In light of the distinct pricing dynamics observed across different neighborhood groups, stakeholders are advised to adopt tailored pricing strategies to optimize their market competitiveness and revenue potential.

For properties situated in Queenstown-Lakes District, characterized by the highest average price, stakeholders may benefit from emphasizing premium amenities and services to align with the upscale nature of the market. This approach enables them to justify higher rates and cater to the expectations of discerning guests seeking luxury accommodations.
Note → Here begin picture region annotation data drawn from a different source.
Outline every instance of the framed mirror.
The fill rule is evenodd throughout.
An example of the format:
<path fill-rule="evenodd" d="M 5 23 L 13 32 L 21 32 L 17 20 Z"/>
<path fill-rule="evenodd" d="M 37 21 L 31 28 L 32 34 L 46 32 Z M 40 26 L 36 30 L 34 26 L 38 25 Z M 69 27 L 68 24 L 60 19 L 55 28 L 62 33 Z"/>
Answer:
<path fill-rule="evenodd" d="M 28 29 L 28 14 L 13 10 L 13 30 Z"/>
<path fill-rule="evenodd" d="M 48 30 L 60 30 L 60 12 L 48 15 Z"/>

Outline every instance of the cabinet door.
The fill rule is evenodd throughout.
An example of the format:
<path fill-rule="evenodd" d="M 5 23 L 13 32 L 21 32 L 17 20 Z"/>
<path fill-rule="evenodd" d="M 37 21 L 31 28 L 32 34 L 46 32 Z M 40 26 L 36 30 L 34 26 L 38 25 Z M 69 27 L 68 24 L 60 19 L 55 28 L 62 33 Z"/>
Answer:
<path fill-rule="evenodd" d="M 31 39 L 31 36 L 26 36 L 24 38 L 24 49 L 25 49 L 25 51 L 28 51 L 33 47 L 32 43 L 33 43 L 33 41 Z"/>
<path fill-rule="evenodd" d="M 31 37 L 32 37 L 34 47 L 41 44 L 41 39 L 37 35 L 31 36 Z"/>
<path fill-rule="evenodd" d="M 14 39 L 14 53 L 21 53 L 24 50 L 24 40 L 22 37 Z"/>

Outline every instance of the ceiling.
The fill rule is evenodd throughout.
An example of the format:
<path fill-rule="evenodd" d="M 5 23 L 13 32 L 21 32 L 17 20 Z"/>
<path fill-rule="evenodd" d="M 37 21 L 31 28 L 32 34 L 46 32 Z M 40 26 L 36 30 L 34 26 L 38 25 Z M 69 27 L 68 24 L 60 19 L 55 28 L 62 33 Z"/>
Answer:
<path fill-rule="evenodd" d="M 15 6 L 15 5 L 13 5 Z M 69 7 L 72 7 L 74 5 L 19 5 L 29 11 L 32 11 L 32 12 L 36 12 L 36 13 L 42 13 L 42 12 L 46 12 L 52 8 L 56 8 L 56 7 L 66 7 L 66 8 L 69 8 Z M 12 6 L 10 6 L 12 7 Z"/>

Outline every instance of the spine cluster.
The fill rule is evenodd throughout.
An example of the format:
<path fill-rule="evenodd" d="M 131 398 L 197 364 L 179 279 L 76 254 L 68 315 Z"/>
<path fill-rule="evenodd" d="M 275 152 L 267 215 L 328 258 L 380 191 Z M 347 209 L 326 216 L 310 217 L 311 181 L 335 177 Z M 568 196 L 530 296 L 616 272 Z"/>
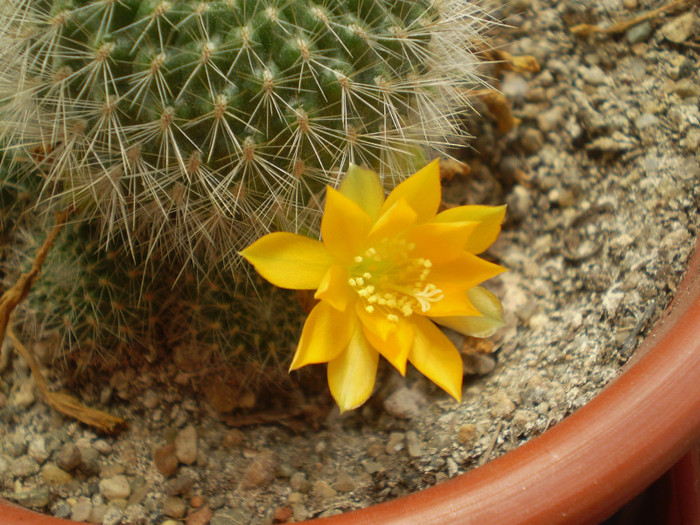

Conversely, in Kawerau District, where the average price is notably lower, stakeholders are encouraged to focus on offering cost-effective options and targeted promotions to appeal to budget-conscious travelers. By leveraging competitive pricing strategies in this market segment, stakeholders can attract a broader range of guests and maximize occupancy rates.

Ultimately, by aligning pricing strategies with the prevailing average prices in each neighborhood group, stakeholders can enhance their market position, drive demand, and optimize revenue generation in their respective markets.